Genetic algorithms have been used to successfully find solutions to complex optimization problems. The algorithms rely on the same basic principles of "survival of the fittest" to improve the solution over time (many hundreds or thousands of iterations). On a basic level, many candidate solutions are generated, then scored, and the worst scoring ones are discarded while the better scoring ones are combined in some way (called cross-over, to simulate "breeding") to form new solutions. The better solutions get to survive to the next iteration (generation), and everything is performed again and again.
The challenge here, is to frame interface design as an optimization problem. Firefox performed an experiment recently with exactly this in mind. Some highlights:
Creating the perfect Firefox interface is a challenging problem. Every
user has their own set of common tasks. The challenge is in defining a
common “default” interface that maximizes task success for the most
people, on the most tasks. Using designer insight alone, it’s not
always easy to know the impact of each design element!
Within 700 generations, good candidates started emerging, and by
generation 1100, convergence was achieved. We then chose the most
visually appealing one as our candidate.
There have been other experiments with generating visual art and music (among others). You should look up "interactive evolutionary computation" for some more papers and background material. The major challenge usually involves scoring the solution quality.

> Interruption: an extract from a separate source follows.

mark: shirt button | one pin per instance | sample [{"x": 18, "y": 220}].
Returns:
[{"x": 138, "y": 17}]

For problems that can be framed in a mathematical way, this is quite easy. But for more creative pursuits this is much harder, and you have to encode some underlying set of rules or evaluation criteria (algorithmically determine good design from bad design). If your rules are too simplistic, you could end up with thousands of different solutions that all meet the criteria. If they are too strict, you could end up with no solutions, or all the generated solutions will look the same. That is what makes it so difficult to encode problems rooted in creativity/subjectivity/aesthetics. Interactive evolutionary algorithms usually rely on humans to assign a score ("fitness") to each candidate solution, but this is very labor intensive.
It is an interesting field that has been around for decades, even though it doesn't often get applied to interface design (for the aforementioned reasons).